More and more companies are taking climate change seriously by doing their part to address the human-induced problem plaguing the dwellers of this planet. That’s what the Climate Counts sixth annual company scorecard shows. Since 2007, there have been great strides as 66 percent of the companies rated in 2012 have a publicly available climate and energy strategy versus only 25 percent in 2007. The scores are also going up. The average score in 2012 was 52.1 versus 30.6 in 2007.
Unilever is the leader, earning the top overall score of 91. A British-based company, Unilever has over 400 brands internationally that include Dove, Lipton and Vaseline. Behind Unilever is UPS (89 points), Levi Strauss (87) and L’Oreal (87). The top scoring companies, including Unilever, really reduced their GHG emissions in 2011. Their combined reductions in 2011 were 1,168,812, which is equal to the amount of carbon emissions from fossil fuels to power 146,000 homes.
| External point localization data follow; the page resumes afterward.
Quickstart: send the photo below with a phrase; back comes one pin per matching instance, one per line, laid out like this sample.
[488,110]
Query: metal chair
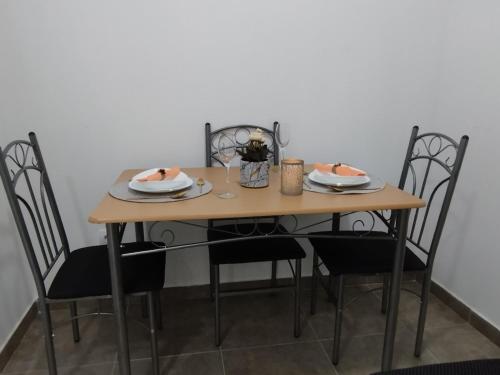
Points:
[430,171]
[476,367]
[80,274]
[261,250]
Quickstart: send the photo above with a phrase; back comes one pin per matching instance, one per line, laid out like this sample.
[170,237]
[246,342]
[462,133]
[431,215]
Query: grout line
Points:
[324,351]
[269,345]
[175,355]
[62,367]
[222,362]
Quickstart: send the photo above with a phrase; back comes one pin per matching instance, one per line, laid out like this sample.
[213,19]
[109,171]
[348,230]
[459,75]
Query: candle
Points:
[257,135]
[292,174]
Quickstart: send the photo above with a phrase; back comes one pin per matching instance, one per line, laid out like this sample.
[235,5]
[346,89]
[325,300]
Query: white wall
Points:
[468,101]
[114,85]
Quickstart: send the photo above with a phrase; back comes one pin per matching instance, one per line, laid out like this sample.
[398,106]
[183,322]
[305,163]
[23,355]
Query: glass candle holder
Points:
[292,174]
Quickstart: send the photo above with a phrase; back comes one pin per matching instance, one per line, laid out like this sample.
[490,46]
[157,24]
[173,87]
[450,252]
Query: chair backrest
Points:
[430,171]
[239,134]
[34,207]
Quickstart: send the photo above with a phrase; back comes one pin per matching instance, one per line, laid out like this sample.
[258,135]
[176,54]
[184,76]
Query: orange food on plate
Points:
[162,174]
[339,169]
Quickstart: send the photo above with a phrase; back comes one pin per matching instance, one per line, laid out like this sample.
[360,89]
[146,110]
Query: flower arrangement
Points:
[256,150]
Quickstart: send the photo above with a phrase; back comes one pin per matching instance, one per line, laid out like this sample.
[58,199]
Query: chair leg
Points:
[73,311]
[212,282]
[144,307]
[152,307]
[314,284]
[274,271]
[332,291]
[424,301]
[338,319]
[385,293]
[217,303]
[44,312]
[159,319]
[298,274]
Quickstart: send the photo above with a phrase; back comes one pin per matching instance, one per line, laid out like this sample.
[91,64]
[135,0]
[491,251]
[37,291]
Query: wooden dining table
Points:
[248,203]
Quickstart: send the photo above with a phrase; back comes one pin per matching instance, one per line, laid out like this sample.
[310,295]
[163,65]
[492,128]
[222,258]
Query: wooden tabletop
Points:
[248,203]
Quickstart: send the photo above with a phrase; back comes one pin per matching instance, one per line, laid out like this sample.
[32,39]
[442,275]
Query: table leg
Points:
[397,274]
[139,231]
[118,298]
[139,237]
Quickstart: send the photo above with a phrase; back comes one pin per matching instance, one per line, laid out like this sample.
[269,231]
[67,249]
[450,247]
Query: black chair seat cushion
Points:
[477,367]
[86,272]
[363,255]
[261,250]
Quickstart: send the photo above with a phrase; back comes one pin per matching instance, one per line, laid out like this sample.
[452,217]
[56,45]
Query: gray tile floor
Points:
[258,338]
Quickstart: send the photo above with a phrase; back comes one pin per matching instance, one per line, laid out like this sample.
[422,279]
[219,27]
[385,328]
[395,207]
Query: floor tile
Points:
[262,319]
[187,328]
[191,364]
[438,314]
[363,354]
[293,359]
[93,348]
[361,317]
[459,343]
[103,369]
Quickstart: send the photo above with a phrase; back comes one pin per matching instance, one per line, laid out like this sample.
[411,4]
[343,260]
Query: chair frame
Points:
[18,152]
[215,291]
[431,154]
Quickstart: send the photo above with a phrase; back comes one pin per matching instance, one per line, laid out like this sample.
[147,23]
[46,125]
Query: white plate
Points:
[333,179]
[181,181]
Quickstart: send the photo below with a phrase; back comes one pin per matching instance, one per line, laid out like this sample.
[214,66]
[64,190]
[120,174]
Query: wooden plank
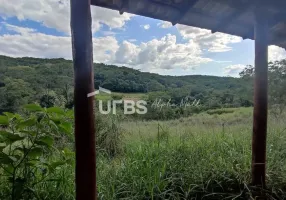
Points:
[83,106]
[260,99]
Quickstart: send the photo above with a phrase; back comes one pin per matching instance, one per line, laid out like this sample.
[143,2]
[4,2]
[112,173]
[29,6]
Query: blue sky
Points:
[41,29]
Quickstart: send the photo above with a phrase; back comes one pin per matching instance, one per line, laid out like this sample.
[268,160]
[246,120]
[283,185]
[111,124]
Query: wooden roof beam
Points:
[190,5]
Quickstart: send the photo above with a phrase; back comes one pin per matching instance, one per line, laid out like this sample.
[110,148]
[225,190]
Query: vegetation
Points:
[49,82]
[174,152]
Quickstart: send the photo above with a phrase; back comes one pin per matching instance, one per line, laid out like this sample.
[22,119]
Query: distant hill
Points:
[55,77]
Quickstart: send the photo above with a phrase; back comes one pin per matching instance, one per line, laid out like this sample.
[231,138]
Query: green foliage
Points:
[27,146]
[220,111]
[108,135]
[49,82]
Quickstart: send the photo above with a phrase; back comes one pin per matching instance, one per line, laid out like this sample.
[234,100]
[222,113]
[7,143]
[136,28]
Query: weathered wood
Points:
[260,99]
[83,106]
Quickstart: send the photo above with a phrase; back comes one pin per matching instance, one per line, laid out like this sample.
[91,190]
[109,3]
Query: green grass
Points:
[201,157]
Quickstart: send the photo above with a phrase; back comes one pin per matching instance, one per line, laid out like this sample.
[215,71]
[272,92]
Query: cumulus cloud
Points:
[164,53]
[165,24]
[217,42]
[28,42]
[146,26]
[276,53]
[233,70]
[56,14]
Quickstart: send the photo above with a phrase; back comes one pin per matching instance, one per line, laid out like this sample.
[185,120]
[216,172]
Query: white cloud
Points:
[217,42]
[156,54]
[132,40]
[146,26]
[165,24]
[276,53]
[233,70]
[56,14]
[164,53]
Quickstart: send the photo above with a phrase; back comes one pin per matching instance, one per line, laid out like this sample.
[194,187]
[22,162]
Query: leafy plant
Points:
[27,146]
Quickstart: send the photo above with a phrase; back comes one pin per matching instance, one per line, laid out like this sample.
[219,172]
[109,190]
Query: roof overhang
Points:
[235,17]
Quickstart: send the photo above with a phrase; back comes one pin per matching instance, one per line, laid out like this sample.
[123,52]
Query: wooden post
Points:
[83,106]
[260,99]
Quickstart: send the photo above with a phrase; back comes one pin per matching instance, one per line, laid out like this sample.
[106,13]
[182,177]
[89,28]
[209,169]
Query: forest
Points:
[49,82]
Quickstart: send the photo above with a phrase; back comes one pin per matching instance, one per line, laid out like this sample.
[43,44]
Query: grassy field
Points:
[105,97]
[201,157]
[206,156]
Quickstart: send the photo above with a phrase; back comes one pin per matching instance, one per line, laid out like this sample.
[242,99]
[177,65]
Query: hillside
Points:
[50,81]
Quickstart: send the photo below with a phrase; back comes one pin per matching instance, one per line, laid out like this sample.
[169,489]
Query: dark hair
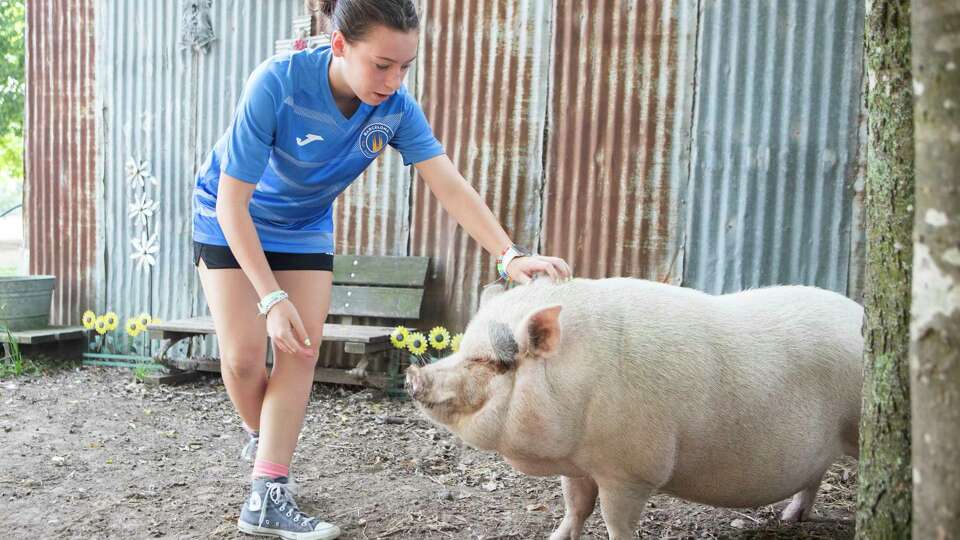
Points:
[354,18]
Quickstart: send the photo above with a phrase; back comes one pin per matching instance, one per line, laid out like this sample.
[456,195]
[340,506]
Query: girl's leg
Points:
[291,379]
[242,337]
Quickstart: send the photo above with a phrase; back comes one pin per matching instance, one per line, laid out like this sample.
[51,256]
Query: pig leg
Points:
[579,498]
[801,505]
[621,506]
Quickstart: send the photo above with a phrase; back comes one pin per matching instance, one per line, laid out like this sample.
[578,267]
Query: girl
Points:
[307,124]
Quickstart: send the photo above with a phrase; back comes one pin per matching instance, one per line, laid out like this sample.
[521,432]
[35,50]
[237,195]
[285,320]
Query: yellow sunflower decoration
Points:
[417,343]
[89,319]
[399,337]
[100,325]
[133,329]
[439,338]
[143,320]
[112,320]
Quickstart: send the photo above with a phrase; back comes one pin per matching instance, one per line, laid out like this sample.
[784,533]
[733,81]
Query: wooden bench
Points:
[63,342]
[363,286]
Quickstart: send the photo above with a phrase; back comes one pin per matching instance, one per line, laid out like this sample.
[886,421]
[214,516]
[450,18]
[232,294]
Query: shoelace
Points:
[280,495]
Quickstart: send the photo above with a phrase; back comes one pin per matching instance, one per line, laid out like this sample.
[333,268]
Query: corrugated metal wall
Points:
[712,141]
[165,105]
[59,141]
[484,86]
[775,150]
[617,154]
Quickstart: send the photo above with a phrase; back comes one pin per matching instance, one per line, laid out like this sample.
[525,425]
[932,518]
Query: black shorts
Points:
[218,257]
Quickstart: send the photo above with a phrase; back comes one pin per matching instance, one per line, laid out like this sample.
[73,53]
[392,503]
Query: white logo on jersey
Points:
[308,139]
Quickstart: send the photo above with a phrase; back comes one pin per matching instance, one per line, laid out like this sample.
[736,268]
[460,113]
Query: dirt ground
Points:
[92,453]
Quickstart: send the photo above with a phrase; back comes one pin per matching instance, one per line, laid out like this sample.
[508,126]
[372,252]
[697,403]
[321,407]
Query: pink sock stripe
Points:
[262,468]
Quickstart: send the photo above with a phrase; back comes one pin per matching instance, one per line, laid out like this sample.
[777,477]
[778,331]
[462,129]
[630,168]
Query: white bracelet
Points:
[271,300]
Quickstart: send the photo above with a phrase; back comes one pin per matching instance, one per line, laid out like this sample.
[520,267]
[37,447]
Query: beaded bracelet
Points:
[270,300]
[507,256]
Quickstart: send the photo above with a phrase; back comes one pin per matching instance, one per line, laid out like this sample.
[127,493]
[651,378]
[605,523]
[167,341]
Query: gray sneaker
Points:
[249,452]
[271,511]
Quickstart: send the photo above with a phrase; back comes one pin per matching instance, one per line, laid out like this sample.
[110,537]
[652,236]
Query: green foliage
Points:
[12,79]
[12,85]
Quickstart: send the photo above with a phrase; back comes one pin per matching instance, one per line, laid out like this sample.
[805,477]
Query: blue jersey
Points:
[289,138]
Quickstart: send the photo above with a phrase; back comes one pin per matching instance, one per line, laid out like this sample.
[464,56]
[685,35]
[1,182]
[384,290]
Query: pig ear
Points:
[539,332]
[490,291]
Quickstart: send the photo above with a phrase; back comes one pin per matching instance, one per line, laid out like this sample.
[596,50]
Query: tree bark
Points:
[935,315]
[884,479]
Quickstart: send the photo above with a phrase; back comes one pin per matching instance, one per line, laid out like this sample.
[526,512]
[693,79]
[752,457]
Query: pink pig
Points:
[625,387]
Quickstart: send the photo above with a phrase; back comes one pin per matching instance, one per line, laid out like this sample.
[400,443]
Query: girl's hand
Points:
[286,330]
[524,269]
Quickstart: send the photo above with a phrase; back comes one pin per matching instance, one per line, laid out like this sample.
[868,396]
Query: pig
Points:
[625,387]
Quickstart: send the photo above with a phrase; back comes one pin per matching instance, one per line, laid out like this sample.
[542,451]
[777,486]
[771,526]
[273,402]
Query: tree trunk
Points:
[935,321]
[884,479]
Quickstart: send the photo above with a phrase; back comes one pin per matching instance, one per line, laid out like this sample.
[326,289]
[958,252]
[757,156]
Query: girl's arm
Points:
[461,201]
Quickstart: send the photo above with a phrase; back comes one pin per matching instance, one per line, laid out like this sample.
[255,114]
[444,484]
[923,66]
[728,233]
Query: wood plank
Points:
[367,348]
[172,378]
[197,326]
[47,335]
[380,270]
[393,303]
[330,375]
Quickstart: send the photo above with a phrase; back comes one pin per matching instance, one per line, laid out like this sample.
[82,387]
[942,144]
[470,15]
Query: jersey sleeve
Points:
[250,137]
[414,138]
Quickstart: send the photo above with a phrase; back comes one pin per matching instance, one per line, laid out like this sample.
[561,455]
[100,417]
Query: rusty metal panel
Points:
[618,157]
[483,84]
[246,34]
[165,103]
[776,145]
[60,152]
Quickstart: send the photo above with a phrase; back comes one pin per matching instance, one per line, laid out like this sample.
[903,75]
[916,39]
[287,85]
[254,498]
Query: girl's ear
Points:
[337,43]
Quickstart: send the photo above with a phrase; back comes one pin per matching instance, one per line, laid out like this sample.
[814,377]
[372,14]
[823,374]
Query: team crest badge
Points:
[374,138]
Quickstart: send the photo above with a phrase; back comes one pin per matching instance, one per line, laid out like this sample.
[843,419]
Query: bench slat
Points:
[331,331]
[380,270]
[392,303]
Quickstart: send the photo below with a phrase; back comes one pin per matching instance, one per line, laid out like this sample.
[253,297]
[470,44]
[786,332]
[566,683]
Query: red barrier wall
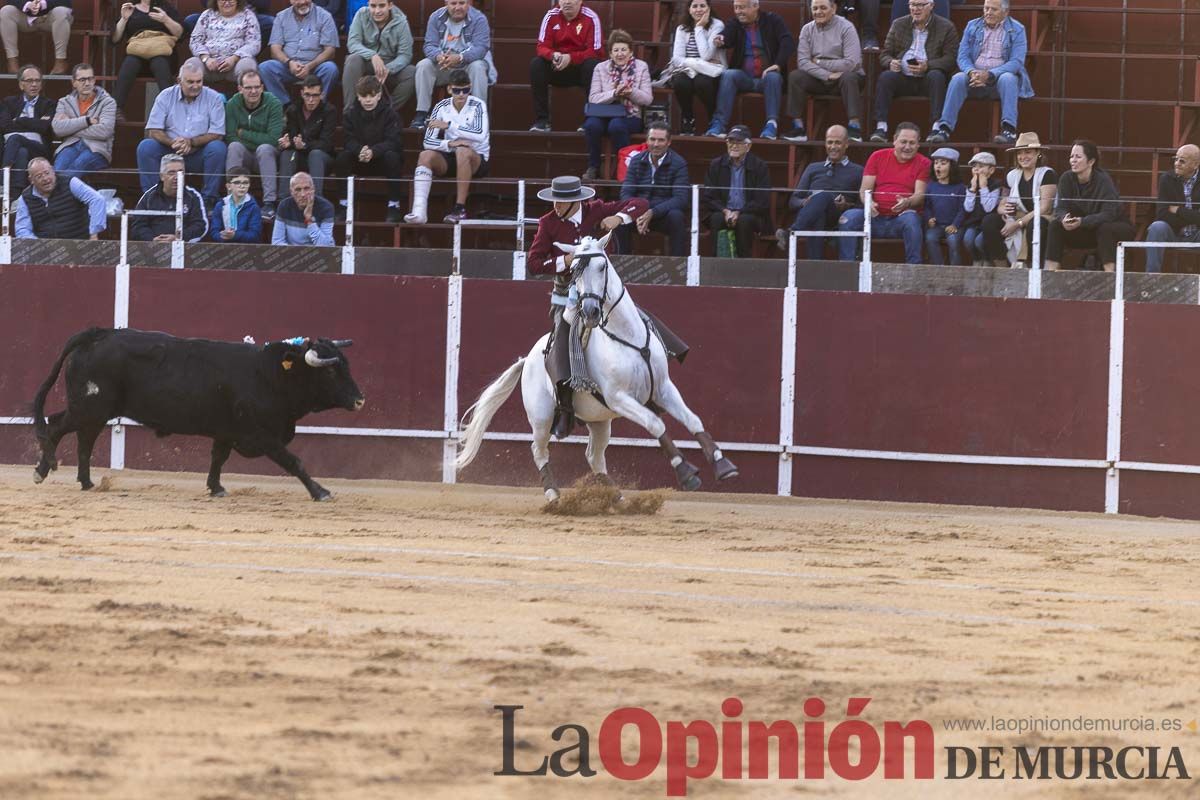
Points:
[881,372]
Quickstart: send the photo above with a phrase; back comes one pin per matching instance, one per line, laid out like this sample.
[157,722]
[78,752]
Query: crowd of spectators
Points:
[280,124]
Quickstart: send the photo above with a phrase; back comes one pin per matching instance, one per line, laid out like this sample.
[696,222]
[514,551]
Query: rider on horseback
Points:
[576,214]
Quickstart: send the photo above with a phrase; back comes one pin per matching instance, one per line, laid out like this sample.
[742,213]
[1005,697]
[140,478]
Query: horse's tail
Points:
[83,337]
[483,411]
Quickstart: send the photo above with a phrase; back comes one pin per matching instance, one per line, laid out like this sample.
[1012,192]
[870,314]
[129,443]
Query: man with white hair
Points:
[1179,206]
[162,197]
[187,120]
[991,62]
[58,209]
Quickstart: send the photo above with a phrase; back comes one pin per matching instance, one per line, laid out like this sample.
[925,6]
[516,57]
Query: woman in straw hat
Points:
[1008,235]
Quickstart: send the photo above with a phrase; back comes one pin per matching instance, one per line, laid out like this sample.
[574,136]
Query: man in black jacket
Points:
[161,197]
[307,140]
[760,48]
[373,144]
[737,192]
[1179,206]
[25,121]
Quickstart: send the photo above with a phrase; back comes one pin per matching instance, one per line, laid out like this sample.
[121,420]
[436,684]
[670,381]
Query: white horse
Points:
[627,361]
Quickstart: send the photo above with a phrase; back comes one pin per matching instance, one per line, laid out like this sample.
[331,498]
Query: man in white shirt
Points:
[456,144]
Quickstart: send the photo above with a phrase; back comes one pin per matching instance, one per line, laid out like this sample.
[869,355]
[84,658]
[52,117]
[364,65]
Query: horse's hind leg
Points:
[672,402]
[629,408]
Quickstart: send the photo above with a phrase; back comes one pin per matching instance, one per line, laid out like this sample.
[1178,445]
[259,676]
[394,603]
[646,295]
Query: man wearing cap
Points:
[826,190]
[897,179]
[1179,206]
[917,58]
[576,214]
[737,192]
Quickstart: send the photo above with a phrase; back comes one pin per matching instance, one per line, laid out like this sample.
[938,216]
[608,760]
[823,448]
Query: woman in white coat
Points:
[696,64]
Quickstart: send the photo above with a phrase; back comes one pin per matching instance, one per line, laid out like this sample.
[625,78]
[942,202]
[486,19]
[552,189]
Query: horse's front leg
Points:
[672,403]
[629,408]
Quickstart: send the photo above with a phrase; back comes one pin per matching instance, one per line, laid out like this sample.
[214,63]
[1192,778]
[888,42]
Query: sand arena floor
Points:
[157,643]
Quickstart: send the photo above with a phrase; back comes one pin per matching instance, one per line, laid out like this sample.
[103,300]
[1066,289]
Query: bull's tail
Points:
[82,337]
[483,411]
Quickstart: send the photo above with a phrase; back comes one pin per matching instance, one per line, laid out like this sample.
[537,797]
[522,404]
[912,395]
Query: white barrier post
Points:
[1116,376]
[519,254]
[864,266]
[348,246]
[1035,290]
[177,246]
[694,256]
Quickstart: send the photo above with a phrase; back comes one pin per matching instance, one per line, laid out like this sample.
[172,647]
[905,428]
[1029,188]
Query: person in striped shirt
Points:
[456,144]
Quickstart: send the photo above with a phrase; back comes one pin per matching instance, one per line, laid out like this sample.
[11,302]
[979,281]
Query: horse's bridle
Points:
[581,263]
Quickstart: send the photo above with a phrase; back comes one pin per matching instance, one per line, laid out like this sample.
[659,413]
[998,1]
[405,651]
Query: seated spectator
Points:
[569,48]
[917,59]
[943,214]
[304,218]
[897,179]
[263,14]
[982,200]
[760,47]
[696,62]
[737,193]
[304,41]
[991,62]
[829,61]
[373,143]
[163,197]
[58,208]
[36,16]
[187,120]
[658,174]
[253,128]
[826,190]
[237,216]
[307,140]
[381,44]
[1089,210]
[1179,217]
[27,124]
[85,120]
[621,88]
[226,40]
[456,37]
[456,144]
[150,30]
[1008,236]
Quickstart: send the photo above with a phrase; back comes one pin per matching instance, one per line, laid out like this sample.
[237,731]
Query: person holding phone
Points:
[917,58]
[1089,214]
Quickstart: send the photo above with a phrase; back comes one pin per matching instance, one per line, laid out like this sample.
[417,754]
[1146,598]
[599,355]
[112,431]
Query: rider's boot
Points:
[561,367]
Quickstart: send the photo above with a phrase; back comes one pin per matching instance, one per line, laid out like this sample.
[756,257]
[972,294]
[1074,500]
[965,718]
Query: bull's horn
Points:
[315,360]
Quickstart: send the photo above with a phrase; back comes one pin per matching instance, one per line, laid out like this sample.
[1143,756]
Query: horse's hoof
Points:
[725,469]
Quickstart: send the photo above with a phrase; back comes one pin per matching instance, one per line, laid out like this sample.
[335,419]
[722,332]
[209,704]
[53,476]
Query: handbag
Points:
[604,110]
[150,44]
[726,244]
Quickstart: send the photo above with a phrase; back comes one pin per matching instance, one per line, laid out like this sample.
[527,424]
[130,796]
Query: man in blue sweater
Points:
[660,175]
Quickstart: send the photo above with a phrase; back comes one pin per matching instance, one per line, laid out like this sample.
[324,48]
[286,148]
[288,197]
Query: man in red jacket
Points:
[569,48]
[576,214]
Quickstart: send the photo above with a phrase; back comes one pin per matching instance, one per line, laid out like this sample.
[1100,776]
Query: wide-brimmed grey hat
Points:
[567,188]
Climate Counts scores a company’s efforts to reduce global warming on a scale of 0 to 100. The higher a company’s score the greater is its commitment. This year Climate Counts rated 145 companies across 16 industry sectors using a 22-criteria scoring methodology. There are four ratings levels: stuck (12 points or less), starting (13-49 points), striding (50-84 points), and soaring (85-100 points). Fifteen companies attained a “Soaring” climate score of 85 points or more.
There are always the most improved and least improved companies. Three companies earned the most improved distinction: eBay, Clorox and Levi Strauss. All three companies had single digit scores in 2007, but “have all emerged as contenders for the top spot in their respective sectors,” according to Climate Counts. Three other companies earned the least improved distinction. Amazon.com, Wendy’s and Viacom have all demonstrated the least progress since 2007. As Climate Counts puts it, “There continues to be little publicly available evidence to suggest that they are measuring, reducing and reporting their GHG emissions.”
The aviation sector stops the EU from imposing emissions caps
There is one sector that clearly disappoints some, and it’s the aviation sector. A subsection in the scorecard notes the reactions of U.S. airlines to the EU including emissions from the aviation sector in its EU Emission Trading Scheme (ETS), a cap and trade scheme. All flights from or departing to any of the 27 EU member countries would come under the trading scheme. United Continental (which scored 49 points on the scorecard) and American Airlines (which also scored 49 points) filed a lawsuit against the European Court of Justice, and the Court upheld the legislation. However, on November 12 the EU announced that it would suspend non-EU aircraft operators from complying with the scheme for 12 months.
Several U.S. airlines, including Delta (which scored 50 points) and their trade association successfully lobbied Congress to pass a bill that would exclude U.S. airlines from paying penalties associated with the EU ETS. Congress passed it and Obama signed the bill last week. Climate Counts emphasizes in the scorecard that it “does not take an official position on the EU ETS.” The EU ETS “could be a starting point for global policy related to aviation emissions.” However, the airline sector effectively stopped the EU from putting a cap on emissions from the aviation sector, and Climate Counts finds that to be a “cause for concern.”